I had a crush on a girl from my coaching class. Now, my coaching term has ended and she is dating someone else. I can’t forget her. Please help.
This, HG, is my biggest grouse with coaching classes. This, and the fact that there are fans placed too high. Which results in the air never reaching you while you are sitting in class. My grouse is while they try to teach you about the subject, they forget to teach you about life. The Eskimo King, ‘EGrook the Reverse’, actually came up with a revamped look at education, He insisted on life’s teaching only. Things like, “if you stand in a boiling cauldron for more than 30 seconds it may hurt”. In your tuition class, they forget to inform you about the importance of timing. Instead of wasting time on education, you should have pursued the girl. Now she has gone, and so has the class. You have 3 choices. (a) Join another coaching class, (b) Find another girl, and (c) Call her up, and try your luck. I personally feel you’ve missed the boat, so sign up somewhere else and move on. I have been dating a guy for the last four years. Now, he has failed in his exams, my parents have got to know about our relationship and I don’t love him anymore. He loves me a lot. How do I get out of this mess?

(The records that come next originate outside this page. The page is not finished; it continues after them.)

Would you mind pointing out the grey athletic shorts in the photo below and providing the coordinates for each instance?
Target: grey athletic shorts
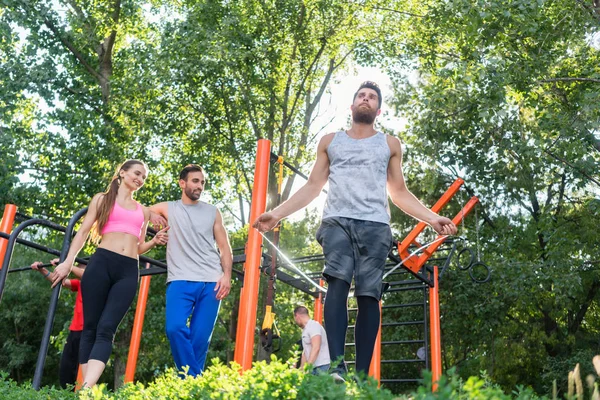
(358, 248)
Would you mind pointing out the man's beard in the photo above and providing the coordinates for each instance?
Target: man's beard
(191, 195)
(364, 115)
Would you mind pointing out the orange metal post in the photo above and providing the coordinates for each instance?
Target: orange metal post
(244, 346)
(8, 219)
(138, 326)
(375, 368)
(318, 314)
(435, 333)
(412, 236)
(433, 247)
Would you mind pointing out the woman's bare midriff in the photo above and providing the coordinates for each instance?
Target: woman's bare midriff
(124, 244)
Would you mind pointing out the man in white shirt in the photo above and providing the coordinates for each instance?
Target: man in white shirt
(314, 341)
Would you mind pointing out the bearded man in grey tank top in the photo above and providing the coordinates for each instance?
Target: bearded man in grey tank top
(363, 166)
(198, 276)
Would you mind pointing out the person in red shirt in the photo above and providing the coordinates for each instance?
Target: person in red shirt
(69, 361)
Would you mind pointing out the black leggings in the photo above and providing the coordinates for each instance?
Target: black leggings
(108, 288)
(69, 361)
(336, 324)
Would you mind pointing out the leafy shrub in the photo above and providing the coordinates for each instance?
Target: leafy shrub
(276, 380)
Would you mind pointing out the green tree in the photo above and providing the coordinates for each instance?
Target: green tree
(506, 96)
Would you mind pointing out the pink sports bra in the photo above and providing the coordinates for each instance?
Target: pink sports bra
(125, 221)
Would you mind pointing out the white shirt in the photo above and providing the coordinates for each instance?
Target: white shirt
(310, 330)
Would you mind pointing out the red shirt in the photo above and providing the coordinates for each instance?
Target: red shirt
(77, 321)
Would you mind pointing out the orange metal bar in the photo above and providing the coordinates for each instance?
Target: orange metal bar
(8, 219)
(375, 368)
(318, 314)
(138, 326)
(244, 346)
(412, 236)
(435, 333)
(79, 381)
(457, 219)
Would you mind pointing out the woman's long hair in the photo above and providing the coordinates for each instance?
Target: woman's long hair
(107, 201)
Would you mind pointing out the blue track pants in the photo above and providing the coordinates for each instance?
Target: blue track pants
(189, 343)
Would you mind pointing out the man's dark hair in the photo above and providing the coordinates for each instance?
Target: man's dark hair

SG Oops, what a time for you to bail out. SG, his world is crumbling, he’s failed his exams, if you leave him right now, it could be almost as painful as removing a hernia without being anaesthetised. Which, I’m sure is an option he’d prefer if you offered it to him. Yet, if you don’t love him, there’s no point in going on. But it’s a delicate time for him, so I think you do a slow bail out. Help him regain his composure, before you cruelly pull the rug from under his feet. When you feel his confidence is back, you can hand in your resignation. Of course, that will shatter his confidence again, but the only other option is to wait 20 years and pretend to love him. I’ve tried that, and it’s exactly like the above mentioned Hernia thing.

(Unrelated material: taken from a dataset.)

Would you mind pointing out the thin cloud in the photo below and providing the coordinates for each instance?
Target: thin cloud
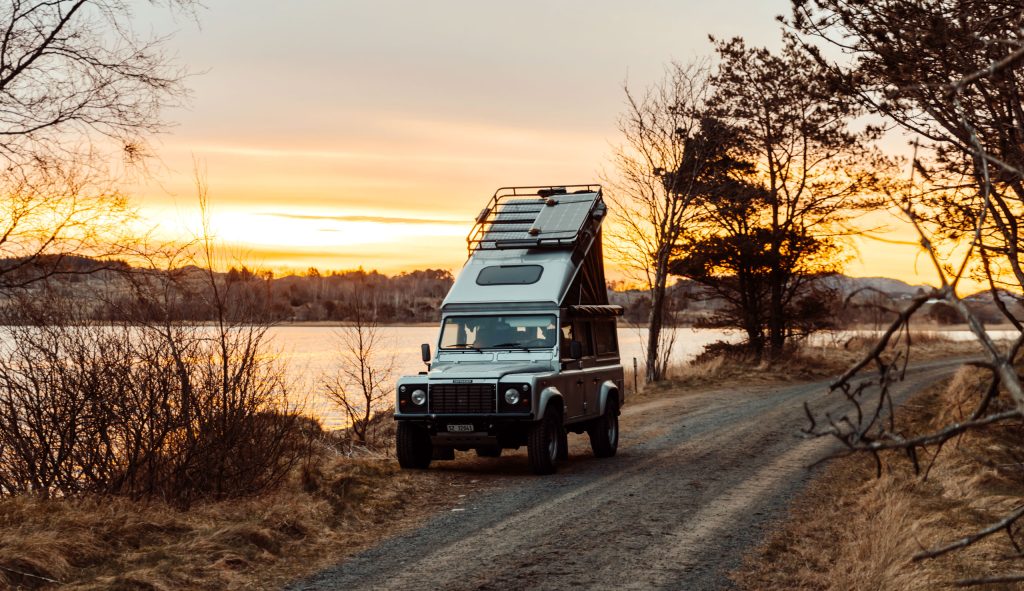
(366, 218)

I like my best friend. I think he likes me too. He has been avoiding me for some time. But, whenever we come face to face, he makes eye contact with me. Now, I am confused whether he really likes me. How can I clear my confusion?
When he makes eye contact, does he also poke you in the nose? Does he break into a Rajasthani folk sing? Does he make bird mating sounds? Just eye contact is a good thing, but it’s not the only thing, Confusedji. Eye contact + avoidance, is an equation that is normally associated with love. It’s called ‘ambivalence’. Don’t clear the confusion. Let the confusion grow. Paradoxically, confusion grows to clarity these days. There is interest, why accelerate and cause trouble. Let the river flow as it will. Improve the quality of your communication and connection, and all else will naturally follow.